SP: (Interrupting) I heard you. Piss off.

AJ: Right on.

It would be easy to deride player power given the concept’s standard bearers’, the Brumbies, had such a recent nose-dive to the depths of the Super Rugby table, but such claims could be well countered by the performance of England’s 2007 World Cup team.

The later collectively shook off the tyranny of poor coaching and got themselves into a final they had no chance of making otherwise.

Their inspirational rise still shits me to this day.


Yet it is a truth, universally acknowledged, that every world cup winning team has had at its helm a brilliant leader.

And look at them – Kirk, Farr-Jones, Pienaar, Eales, Johnson and Smit – legends to a man.
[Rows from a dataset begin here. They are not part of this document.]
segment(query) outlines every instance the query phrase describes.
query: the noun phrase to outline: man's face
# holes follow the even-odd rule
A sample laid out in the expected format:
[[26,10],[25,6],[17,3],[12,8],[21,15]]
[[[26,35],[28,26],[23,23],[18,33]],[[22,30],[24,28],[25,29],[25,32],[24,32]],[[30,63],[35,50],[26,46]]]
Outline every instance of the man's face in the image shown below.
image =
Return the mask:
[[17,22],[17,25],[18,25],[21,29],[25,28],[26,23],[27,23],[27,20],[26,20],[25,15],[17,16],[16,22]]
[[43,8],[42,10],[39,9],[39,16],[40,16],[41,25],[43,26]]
However, a less giddy assessment would rate their leadership abilities pretty much the same had they not been lucky enough to raise the William Webb Ellis trophy.

Beyond this rarefied few there are others of recent years who have tossed a coin or two with distinction.

Tana Umaga, Richie McCaw, Ryan Jones, Paul O’Connell and Sergio Parisse stand out. What makes these men great leaders?

Some men can’t play but can lead and this in itself presents a problem. George Gregan and Steve Borthwick were arguably retained beyond their useful time often on the basis of the leadership that they brought to the squad.

Both decisions probably hurt their respective teams although Borthwick’s removal came much, much quicker than Gregan’s.

But when it comes time to remove a captain how do you go about it? Do you make like the French revolution and just let all of the pretenders bicker and fight among each other until a new Napoleon marches forward?

Or do you make the coup de gras and the new king’s anointment in the same movement and then protect the chosen one like some US-backed third world despot?


Perhaps, as the world cup now dominates the rugby world, too much is made of retaining the captaincy. I’m not advocating that it be passed around like a soggy doobie at a John Buttler Trio concert. It is obviously a responsibility of some weight unto which (again like the doobie) there is no standard response.

Captains come in all shapes and sizes and between two of my personal favourites, Alan Border and Wally Lewis, there is a wide stretch. To illustrate the point, who would you rather be captained by; Sir Frank Worrell, Mark Loane or Douglas Jardine?

There is of course no right or wrong answer, only a demonstration of the differing needs of each individual for appropriate leadership.

For mine, I want the sort of captain described by fellow Roarer, Grimmace: “a bloke who makes me want to put a hard shot on the fridge when I go for a beer during the game”. Isn’t that a great line?

To me, the great variability in styles of captaincy supports my contention that the importance of a player retaining the captaincy is often exaggerated.

As much as Border was the captain for his time and Lewis for his, perhaps under different circumstances Rocky Elsom would make a great Australian captain.

Without the burden of turning promise into trophies, perhaps he would look less wet cur and more something like a racehorse undersized. But let us not flog dead horses and call into question Elsom’s captaincy again. I fear we’ll have the whole World Cup to do that.

Let’s remove the specifics and ask why is it so hard to remove a captain and should it be such a big deal? Does captaincy even matter?


I fear I am but yet kicking pebbles on the path to my base camp so let me direct your response towards the titular question and rephrase the question thus – could one captain ‘dismount’ and his replacement take over without skipping a beat, or would too much of the rhythm be lost?

OldManEmu, I promise I’ll get to the bottom of this.